The solution is to make regular RHEL kernel updates available in the Stream repository, on either an opt-in or opt-out basis, depending upon one's intended use case. To suggest that a SIG or other mechanism could be implemented to regularly rebuild 3rd party content is simply not feasible for a number of reasons. Firstly, it's not simply a matter of rebuilding 3rd party drivers against each newer kernel. Many of our own drivers will require a code rebase for each rebuild or patches updating that no longer apply cleanly. This is not something that can be readily automated. Secondly, as I understand it, as we move forward and Red Hat kernel development moves towards the CentOS Stream model, we will be seeing nightly builds so this work will need to be undertaken on a daily basis which again is simply not feasible, nor sustainable. Even if we could rebuild our content on a daily basis, by the time we've updated our build systems with the latest CentOS Stream kernel, rebased , fixed and rebuilt 50+ packages, signed them, put them through QA and released them, and our global mirror network has synced, CentOS Stream will have likely released the next daily kernel update and we are back to square one. Square peg, round hole.

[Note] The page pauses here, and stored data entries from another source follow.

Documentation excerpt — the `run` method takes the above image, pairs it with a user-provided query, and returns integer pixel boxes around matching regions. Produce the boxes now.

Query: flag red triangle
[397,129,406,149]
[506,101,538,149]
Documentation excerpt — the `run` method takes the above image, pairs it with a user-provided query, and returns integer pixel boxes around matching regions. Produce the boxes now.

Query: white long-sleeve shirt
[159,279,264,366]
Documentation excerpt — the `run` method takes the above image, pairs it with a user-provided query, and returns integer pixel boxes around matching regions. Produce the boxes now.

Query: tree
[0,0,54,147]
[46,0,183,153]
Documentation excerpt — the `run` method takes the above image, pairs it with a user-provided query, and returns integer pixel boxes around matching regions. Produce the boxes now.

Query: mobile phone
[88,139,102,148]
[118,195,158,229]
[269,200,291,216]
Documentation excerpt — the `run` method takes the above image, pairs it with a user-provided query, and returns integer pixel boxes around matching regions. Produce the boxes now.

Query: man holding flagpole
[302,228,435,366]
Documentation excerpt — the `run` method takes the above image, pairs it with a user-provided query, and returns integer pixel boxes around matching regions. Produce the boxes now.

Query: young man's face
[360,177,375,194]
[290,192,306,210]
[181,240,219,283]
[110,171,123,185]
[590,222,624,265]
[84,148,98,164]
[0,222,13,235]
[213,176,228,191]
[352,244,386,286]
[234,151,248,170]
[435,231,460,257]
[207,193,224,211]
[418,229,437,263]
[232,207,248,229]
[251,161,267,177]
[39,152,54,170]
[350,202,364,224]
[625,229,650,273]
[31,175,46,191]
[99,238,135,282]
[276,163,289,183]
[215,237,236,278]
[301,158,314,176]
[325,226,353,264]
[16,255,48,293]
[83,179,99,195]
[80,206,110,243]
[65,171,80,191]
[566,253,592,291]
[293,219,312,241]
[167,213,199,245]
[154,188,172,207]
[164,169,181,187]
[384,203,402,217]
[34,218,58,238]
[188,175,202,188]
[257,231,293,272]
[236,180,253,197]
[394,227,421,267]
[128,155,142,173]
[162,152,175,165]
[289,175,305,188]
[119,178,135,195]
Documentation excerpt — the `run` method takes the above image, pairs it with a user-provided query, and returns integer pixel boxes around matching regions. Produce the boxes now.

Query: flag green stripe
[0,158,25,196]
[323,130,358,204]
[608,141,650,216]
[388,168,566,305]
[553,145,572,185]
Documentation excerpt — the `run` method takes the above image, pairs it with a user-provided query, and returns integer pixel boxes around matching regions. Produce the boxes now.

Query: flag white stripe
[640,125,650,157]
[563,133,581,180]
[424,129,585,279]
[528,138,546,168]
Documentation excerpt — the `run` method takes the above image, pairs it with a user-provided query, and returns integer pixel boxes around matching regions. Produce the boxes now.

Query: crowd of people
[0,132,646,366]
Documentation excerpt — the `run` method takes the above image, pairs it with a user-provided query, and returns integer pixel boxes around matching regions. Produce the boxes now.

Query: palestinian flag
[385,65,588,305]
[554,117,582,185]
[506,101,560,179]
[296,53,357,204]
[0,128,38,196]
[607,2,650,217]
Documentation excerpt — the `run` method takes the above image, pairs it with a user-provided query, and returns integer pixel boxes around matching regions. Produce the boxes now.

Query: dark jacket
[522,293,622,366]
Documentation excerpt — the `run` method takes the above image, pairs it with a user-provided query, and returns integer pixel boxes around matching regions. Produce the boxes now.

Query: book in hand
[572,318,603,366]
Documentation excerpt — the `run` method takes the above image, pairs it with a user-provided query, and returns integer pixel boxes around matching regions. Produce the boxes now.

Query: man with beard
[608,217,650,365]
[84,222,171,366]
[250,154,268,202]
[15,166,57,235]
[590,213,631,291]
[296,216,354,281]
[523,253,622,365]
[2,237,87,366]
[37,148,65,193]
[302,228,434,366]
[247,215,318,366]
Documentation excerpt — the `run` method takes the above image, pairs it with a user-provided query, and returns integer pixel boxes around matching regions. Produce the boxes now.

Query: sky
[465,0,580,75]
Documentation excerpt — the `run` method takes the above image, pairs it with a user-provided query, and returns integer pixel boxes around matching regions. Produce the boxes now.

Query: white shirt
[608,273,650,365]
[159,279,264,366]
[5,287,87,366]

Stream kernels + third party driver adaption logistics are complicated, but I don't think they're impossible. We probably have a different understanding of the constants and the variables in this equation, so let's keep talking about it and see what we can do. Again, a lot of Red Hatters are going to be absent the next couple weeks, but that's just bad timing, not disinterest.
I am encouraged that people within Red Hat are starting to recognise and acknowledge some of the challenges we face, but the conversation seems to be stuck at the same place and we are not moving forward to discuss and implement the very workable solution which has been proposed. Can regular RHEL kernels be populated into a Stream repository, either by default or as an optional add on? If so, when can we expect this to happen?
My reading of Q14 on https://centos.org/distro-faq/ suggests this would not be allowed.
Or maybe Red Hat's solution is for any affected CentOS Stream customers to email centos-questions@redhat.com and be given free RHEL licenses? It would be nice to have some clarity around this.
Whether you're blocked from using CentOS Stream or RHEL, we definitely want to hear the details, so we can make one or both viable options.